A TOOL FOR PREMIUMISATION AND DIFFERENTIATION
But that’s not all. Because beyond single-varietal or parcel rums, it’s the rise of premium white rums, those magnificent eaux-de-vie from our DROMs and elsewhere, that interest us. And what a pleasure it is to see them evolve from ‘simple’ premium white rums to old rums, XO, brut de colonne, brut de fûts, organic… to push sophistication ever further. More broadly, for agricultural and pure cane juice rums, monovarietals represent a powerful tool for differentiation at the top of the range, where molasses or cane honey rums will find it hard to compete.
Nurseries for sugar cane
Sugar cane varieties are generally created by hybridization between different types, usually in specialist laboratories. The best known are in Barbados, Brazil and Réunion. In November 2021, we visited the eRcane lab on Reunion Island. A quick reminder. To create a new variety, the 1,000 male and female varieties in the collection are hybridised with each other (two by two). The seeds from the female flowers are then collected and sown.
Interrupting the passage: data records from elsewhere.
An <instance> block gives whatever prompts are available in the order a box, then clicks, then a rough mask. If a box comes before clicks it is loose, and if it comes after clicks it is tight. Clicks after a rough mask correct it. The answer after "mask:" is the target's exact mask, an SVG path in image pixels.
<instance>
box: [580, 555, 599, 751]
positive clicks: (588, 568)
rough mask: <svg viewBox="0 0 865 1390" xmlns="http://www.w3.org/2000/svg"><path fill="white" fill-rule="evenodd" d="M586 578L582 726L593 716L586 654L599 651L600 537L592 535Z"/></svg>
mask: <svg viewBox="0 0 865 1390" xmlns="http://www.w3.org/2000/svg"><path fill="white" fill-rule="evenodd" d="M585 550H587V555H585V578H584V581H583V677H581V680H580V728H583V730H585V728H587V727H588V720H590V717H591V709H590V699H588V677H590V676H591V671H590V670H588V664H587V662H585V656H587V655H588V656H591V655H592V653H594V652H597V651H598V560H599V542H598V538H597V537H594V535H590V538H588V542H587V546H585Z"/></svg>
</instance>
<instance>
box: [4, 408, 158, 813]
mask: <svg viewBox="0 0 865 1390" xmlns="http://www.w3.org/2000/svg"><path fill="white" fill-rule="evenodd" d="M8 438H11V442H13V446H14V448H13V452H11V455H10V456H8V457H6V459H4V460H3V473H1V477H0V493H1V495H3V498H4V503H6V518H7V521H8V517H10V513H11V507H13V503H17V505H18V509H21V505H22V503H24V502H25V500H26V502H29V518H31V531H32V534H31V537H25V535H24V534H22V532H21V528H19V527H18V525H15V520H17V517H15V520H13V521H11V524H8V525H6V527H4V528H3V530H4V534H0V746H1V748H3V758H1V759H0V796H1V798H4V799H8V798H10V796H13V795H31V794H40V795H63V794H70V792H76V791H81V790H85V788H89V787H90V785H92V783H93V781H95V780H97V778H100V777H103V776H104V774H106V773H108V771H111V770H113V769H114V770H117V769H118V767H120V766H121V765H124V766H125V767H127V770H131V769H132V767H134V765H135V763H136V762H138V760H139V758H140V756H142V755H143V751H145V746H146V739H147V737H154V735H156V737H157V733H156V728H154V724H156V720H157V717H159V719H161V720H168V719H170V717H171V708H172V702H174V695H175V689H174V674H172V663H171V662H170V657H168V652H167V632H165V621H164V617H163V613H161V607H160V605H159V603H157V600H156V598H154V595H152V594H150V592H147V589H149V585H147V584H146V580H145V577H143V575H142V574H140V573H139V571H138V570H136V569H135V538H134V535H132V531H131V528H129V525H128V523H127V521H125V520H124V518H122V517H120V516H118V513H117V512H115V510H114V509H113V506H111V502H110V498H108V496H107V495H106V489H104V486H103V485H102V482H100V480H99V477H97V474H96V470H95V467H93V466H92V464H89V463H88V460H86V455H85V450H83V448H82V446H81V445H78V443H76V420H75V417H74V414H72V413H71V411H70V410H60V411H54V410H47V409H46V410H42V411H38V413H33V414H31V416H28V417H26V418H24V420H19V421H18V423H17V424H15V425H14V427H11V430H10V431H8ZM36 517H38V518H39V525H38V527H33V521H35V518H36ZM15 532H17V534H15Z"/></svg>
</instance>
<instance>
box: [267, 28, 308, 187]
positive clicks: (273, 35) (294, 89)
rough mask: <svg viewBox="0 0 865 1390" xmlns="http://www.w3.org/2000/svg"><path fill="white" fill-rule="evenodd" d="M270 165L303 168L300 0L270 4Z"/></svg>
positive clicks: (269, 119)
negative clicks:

Every year, 100,000 new (but genetically different) clones are bred in a greenhouse at the eRcane centre in Saint-Denis.
The best of these are then sent to stations around the island for 14 years of testing. At the end of these 14 years, if a variety proves to perform better and be better adapted than those already in existence, it is approved and distributed to growers. The aim of this process is to create sugarcane varieties that are best adapted to different types of soil (clay, limestone, sand, etc.) and climate (dry, wet, windy, etc.). The aim is to produce as much brix, and therefore as much sugar, as possible. The aim of plant breeding research is not, therefore, to create specially aromatic sugar cane.
Colours or numbers
While you are generally familiar with the lay names of cane varieties (blue, red, crystalline, white, red, zykak, straw, reed, grey, etc.), almost all of them have a scientific name. For example, R 579 (R for Réunion) is none other than red cane, B69.566 is the scientific name for blue cane, and so on.